SANTA CLARITA -- Security cameras will be installed on Hart School District campuses with the hope they will do everything from deter vandals to pinpoint fallen buildings in an earthquake.
Using a $249,629 grant from the U.S. Department of Justice, officials with the Hart Union High School District are working with the local sheriff's station and a consultant to determine the best system for the district's 14 high schools and junior highs.
"We met with local sheriff's representatives and talked about whether we are doing everything we can to keep our schools safe," said Ron Gapper, the district's chief operations officer. "The answer was we could do more."
Hart officials also sought input from Granada Hills Charter High School, which has had security cameras surveying the campuses for about 10 years, said Joan Lewis, director of attendance and discipline.

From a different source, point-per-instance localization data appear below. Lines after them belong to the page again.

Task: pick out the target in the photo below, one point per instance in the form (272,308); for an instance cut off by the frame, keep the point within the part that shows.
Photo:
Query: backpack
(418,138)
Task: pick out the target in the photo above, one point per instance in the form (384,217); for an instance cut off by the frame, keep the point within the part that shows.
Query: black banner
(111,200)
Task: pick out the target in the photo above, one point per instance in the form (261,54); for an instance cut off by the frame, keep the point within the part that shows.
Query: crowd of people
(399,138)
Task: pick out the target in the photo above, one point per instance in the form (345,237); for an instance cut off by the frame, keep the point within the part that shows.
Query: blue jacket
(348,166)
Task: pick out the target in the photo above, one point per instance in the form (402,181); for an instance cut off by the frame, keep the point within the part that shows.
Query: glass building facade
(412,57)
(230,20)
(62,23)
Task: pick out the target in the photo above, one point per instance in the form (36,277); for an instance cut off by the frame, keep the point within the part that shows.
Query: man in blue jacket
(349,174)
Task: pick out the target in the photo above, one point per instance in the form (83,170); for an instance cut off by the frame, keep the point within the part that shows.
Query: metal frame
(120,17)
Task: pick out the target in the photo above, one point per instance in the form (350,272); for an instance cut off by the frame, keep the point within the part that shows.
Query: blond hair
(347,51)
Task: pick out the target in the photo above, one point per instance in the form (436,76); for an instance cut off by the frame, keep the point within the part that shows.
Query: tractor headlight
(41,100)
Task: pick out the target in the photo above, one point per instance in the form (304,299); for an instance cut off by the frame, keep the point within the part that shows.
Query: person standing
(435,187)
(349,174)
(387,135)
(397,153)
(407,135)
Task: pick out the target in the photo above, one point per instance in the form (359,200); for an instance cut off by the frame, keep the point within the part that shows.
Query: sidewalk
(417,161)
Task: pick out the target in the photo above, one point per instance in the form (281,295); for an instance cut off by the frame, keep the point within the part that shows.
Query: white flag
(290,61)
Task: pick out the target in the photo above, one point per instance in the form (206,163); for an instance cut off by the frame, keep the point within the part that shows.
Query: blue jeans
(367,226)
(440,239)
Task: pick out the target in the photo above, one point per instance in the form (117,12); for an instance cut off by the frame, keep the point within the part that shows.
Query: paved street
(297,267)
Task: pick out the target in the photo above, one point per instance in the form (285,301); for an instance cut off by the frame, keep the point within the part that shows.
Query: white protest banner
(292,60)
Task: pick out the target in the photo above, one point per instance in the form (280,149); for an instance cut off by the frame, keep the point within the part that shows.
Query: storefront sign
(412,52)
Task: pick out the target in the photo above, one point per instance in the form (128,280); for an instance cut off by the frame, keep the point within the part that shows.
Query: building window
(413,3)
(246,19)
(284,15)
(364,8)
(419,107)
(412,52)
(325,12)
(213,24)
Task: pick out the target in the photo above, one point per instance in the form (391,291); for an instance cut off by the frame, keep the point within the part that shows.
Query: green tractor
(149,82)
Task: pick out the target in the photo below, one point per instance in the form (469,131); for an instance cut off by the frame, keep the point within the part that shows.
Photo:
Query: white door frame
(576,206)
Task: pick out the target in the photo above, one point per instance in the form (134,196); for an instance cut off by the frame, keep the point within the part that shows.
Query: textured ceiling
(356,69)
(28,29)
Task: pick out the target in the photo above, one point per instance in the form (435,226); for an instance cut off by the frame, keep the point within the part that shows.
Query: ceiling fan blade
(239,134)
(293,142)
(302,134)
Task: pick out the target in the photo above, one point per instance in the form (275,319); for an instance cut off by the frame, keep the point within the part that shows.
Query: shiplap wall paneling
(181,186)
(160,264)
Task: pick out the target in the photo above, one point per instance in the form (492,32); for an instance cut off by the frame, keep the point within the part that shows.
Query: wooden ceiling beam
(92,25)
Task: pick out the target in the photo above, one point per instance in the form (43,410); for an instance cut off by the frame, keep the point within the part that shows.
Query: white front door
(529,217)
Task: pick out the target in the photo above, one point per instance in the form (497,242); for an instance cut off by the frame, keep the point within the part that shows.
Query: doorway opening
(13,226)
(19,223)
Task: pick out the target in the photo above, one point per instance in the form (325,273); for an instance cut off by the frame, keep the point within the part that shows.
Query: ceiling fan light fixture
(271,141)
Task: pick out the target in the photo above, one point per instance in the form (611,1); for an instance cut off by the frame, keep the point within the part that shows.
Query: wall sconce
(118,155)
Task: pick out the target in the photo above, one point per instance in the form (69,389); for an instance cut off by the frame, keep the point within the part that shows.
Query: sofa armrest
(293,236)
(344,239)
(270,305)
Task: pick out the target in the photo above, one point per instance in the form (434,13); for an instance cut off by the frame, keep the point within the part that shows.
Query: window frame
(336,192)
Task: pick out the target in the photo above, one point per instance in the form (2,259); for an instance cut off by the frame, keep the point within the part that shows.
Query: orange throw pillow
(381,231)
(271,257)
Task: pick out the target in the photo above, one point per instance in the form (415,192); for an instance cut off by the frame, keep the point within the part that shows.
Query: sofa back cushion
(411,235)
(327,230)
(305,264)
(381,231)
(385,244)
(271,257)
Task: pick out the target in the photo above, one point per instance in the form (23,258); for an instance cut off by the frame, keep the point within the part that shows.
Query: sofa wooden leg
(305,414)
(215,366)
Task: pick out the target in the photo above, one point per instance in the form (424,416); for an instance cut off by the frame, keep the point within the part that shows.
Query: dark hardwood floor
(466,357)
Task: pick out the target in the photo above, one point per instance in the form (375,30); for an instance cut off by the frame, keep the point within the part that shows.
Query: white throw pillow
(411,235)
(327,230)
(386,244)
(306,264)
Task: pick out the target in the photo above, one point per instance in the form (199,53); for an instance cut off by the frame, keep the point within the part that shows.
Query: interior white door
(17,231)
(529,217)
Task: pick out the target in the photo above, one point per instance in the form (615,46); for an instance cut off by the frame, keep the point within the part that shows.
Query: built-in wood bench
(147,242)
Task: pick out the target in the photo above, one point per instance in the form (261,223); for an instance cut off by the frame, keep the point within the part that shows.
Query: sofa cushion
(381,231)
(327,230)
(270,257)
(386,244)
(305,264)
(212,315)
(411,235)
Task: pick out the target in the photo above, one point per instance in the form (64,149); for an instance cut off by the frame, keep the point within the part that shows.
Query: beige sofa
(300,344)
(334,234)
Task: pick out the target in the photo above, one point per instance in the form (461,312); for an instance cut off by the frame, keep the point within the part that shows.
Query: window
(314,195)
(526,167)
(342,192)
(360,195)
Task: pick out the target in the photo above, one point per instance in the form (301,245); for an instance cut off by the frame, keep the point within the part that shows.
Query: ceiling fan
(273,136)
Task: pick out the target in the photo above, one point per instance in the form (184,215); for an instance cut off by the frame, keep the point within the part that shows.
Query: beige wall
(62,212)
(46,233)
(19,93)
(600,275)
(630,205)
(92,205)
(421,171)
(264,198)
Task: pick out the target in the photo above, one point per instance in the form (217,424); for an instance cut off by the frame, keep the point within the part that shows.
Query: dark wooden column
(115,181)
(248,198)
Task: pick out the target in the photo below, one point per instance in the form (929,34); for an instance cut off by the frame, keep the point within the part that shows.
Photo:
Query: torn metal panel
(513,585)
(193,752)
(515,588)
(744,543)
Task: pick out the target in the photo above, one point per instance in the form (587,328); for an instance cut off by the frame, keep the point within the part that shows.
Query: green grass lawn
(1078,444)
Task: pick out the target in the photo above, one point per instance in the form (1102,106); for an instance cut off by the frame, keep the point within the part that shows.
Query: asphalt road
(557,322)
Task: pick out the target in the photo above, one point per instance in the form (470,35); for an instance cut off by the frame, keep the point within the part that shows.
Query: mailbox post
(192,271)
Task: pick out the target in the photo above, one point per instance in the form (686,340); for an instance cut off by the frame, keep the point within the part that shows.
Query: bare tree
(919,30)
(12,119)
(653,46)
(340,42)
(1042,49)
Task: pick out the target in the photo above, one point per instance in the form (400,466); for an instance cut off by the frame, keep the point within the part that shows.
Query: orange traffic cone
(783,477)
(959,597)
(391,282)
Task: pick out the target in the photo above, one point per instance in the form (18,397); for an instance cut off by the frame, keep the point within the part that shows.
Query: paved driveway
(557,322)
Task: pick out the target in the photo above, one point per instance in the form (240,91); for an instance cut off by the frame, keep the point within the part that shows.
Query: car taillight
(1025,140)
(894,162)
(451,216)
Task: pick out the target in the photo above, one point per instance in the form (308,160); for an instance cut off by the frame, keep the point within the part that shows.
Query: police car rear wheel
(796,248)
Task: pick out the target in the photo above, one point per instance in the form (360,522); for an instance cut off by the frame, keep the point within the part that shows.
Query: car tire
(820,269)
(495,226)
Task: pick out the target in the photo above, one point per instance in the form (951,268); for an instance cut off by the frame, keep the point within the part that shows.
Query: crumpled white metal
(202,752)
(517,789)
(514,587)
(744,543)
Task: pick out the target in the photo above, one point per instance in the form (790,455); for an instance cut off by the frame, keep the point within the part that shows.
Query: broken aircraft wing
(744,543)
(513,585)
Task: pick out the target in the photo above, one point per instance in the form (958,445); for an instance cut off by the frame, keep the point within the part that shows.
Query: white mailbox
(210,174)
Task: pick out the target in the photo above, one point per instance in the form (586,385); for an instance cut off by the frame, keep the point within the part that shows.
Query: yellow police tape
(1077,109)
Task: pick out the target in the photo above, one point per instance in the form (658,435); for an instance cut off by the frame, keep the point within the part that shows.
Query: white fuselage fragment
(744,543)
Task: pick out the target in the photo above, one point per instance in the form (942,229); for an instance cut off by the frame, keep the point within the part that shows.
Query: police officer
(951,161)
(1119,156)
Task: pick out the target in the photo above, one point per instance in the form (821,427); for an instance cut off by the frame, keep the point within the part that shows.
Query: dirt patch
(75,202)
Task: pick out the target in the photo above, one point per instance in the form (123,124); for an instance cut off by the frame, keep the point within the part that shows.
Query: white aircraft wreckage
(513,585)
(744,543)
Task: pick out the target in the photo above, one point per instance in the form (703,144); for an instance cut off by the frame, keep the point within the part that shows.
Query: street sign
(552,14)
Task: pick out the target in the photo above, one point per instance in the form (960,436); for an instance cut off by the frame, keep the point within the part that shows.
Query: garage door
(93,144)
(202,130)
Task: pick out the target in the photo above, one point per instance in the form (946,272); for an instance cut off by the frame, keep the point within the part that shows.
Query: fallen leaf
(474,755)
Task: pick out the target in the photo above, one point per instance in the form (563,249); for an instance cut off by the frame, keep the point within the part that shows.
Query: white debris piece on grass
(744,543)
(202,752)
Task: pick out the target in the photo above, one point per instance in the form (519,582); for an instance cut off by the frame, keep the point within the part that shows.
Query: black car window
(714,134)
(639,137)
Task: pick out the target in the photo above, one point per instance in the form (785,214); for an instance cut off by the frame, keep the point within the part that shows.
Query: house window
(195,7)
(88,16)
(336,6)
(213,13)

"They're another tool for us," Lewis said. "It's a proactive way -- we have signs around campus warning that we have video."
That system, she said, has over the years helped identify vandals.
"Some people think it's `Big Brother,' but a lot of people like the feeling of knowing they're in a safe area," she said.
The district secured the grant earlier this year, and the Hart board approved the necessary matching funds last week. They hope to have cameras in place by the next school year.
The focus now is on a security infrastructure that can be updated as technology improves and one that can be expanded with more cameras as needed, Gapper said.
Cameras at the schools' entrances are a priority to monitor who's coming and going -- and more would be added in remote areas of the campuses.
While crime hasn't been a significant problem at local schools, the district has had its share of vandalism and wants to act to quell any future problems, Gapper said.
"Nobody wants to come to school Monday morning and see broken windows and see graffiti," he said. "It doesn't happen very often, but we don't want it to happen at all."
Sheriff's Sgt. Dean Currie is helping the district plan its strategy. The Sheriff's Department would be able to access video from the cameras -- data that could be used to help track suspects should the equipment record vandalism or assault.
"One of the biggest parts is that it's a deterrent," Currie said. "People are less likely to commit a crime if they know it might be caught on camera."
At the same time, sheriff's officials could check video footage to track potential assailants during a standoff or shooting incident or check for toppled buildings in an earthquake, Currie said.
"Columbine obviously has the potential to happen anywhere," he said of the 1999 school shooting in Colorado that left 15 dead and 23 injured.
"This would help law enforcement in a tactical response to end the problem."